Korean-American philosopher

Sun-Joo Shin is a Korean-American philosopher known for her work on diagrammatic reasoning in mathematical logic, including the validity of reasoning using Venn diagrams, the existential graphs of Charles Sanders Peirce, and the philosophical distinction between diagrammatic and symbolic reasoning. She is a professor of philosophy at Yale University.

==Education and career==
Shin was an undergraduate in Korea. There, she became interested in the philosophy of art and the work of Maurice Merleau-Ponty, but did not have the funding for graduate study in France. Instead, she obtained a fellowship to Ohio State University, but transferred to Stanford University a year later, in 1987, after earning a master's degree at Ohio State. At Stanford, under the influence of Jon Barwise and John Etchemendy, her interests shifted to logic, and by 1991 she had completed her dissertation, Valid reasoning and visual representation, under the supervision of Etchemendy.
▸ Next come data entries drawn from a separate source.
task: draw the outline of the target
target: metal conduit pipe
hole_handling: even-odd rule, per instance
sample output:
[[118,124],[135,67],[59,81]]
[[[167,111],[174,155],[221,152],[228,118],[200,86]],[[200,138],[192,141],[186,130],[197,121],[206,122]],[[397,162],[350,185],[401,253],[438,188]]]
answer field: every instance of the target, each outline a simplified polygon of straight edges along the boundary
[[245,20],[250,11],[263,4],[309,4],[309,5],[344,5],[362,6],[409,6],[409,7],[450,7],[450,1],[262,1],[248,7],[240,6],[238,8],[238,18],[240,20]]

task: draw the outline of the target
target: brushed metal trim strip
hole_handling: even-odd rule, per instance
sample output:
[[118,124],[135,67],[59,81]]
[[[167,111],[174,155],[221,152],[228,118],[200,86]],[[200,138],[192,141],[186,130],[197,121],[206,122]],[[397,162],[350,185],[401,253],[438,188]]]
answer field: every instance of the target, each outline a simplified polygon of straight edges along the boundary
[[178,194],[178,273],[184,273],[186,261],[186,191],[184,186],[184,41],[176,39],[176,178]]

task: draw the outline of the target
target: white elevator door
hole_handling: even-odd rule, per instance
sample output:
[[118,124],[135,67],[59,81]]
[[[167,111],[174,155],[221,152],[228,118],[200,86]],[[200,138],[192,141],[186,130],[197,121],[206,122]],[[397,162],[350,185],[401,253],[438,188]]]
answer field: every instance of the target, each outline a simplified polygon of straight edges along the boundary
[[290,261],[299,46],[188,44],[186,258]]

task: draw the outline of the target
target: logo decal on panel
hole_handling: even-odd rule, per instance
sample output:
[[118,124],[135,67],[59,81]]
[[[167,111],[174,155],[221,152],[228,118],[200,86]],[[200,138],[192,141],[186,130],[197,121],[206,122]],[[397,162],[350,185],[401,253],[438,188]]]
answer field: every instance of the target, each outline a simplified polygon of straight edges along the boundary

Shin's first faculty position was at the University of Notre Dame. In 2002 she moved from Notre Dame to her present position at Yale University.

==Personal life==
Shin is married to Henry E. Smith, the Fessenden Professor of Law at Harvard University.

==Books==
Shin's books include:
- The Logical Status of Diagrams (Cambridge University Press, 1995)
- The Iconic Logic of Peirce’s Graphs (MIT Press, 2002)
- Visual Reasoning with Diagrams (edited with Amirouche Moktefi, Birkhäuser, 2013)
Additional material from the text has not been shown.